I added lots and lots of menus last month to flesh the game out: Credits (scrollable, so our original Kickstarter backers can find themselves), How to Play, Options, Spawn Menu, and Pause are all animated and working and nice.

This month: the Runner class is up and… running. And the Motivator should be done by the end of the day. Motivator took a bit longer because of all his damage buff weirdness, but at the rate I’m going it looks like all seven of our old minions could be in the game by the end of the month (but only the Solider will have his AI done).

I’m also trying to feel out a good time to get our old Kickstarter peoples a build. Something to play while we’re all quarantined.

Categories: Hex Gambit

3 responses to “March Update”

  1. CombatEX says:

    Great progress Adam. Keep it up! Even though you haven’t been getting comments, just know that there are people who are following your posts and excited to see the reboot!

    By the way, how are you making the AI? I know before Alex was doing most of the coding so how are you going about the learning process? Random tutorials? An online course? I’m especially interested in the AI element as I am currently working on an AI for my own game.

    Anyway, good luck!

  2. Adam says:

    I’m working in Unreal, so Alex said “learn everything you can about Behavior Trees”. Literally all I know is Unreal Behavior Trees.

    I watched hours of Youtube demonstrations and tried things, and they were bad, and I Googled and read docs and forums and figured out how to make them better. This was a lot of my 2019, I was learning full time. I’m self-taught for a lot of things, but I don’t exactly know what my “method” is.

    The Action RPG project was my testing grounds. Once I felt very familiar with the basics of how things worked (that’s important, so you know what to Google when something is broken), I started with simple bats that just chase you around, then worked my way up to support enemies that avoid you and look for needy enemies. I think I had like 5 enemy types by the end of the year, and was feeling confident that I could make something decent.

    Then I threw all that out because it was just practice.

  3. CombatEX says:

    Thanks for the detailed response Adam. Seems like it’s not directly applicable to the type of game AI I’m implementing, but it’s still cool to hear how you’re going about it in Unreal! Self learning can definitely be great if you’re motivated (which it seems like you are given all the progress you’ve made!).

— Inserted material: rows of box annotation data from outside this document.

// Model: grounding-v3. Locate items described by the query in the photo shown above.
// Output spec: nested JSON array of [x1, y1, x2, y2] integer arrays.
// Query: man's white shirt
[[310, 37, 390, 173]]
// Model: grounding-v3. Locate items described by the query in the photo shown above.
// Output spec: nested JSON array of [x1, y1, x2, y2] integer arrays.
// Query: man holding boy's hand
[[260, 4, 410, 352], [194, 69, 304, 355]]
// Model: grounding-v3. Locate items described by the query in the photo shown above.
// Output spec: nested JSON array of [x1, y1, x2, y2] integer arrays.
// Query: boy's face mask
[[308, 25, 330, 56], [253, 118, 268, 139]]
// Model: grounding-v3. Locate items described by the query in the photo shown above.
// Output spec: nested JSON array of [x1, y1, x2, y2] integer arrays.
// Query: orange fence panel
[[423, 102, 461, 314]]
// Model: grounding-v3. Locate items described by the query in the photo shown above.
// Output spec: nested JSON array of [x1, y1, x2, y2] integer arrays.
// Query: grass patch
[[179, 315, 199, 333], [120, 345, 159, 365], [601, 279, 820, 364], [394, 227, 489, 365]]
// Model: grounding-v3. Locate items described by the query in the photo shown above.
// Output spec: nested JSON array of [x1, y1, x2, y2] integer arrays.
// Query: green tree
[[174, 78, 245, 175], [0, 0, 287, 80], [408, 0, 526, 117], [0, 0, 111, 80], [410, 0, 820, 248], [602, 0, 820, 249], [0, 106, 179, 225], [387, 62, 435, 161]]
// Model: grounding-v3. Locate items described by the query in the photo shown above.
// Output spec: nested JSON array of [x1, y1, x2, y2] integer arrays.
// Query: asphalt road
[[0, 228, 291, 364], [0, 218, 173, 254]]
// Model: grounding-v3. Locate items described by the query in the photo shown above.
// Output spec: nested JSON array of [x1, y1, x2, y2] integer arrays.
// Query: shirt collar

    Personally, I like udemy since you can usually get courses for ~$10/15 with lifetime access (they play weird games with the pricing so you can try different browsers/private browsing to get different prices). Might be worth looking into if you want in-depth, structured content. Although, whatever you’re doing seems to be working out so perhaps it’s not necessary!

    Anyway, looking forward to what’s next. Keep up the good work!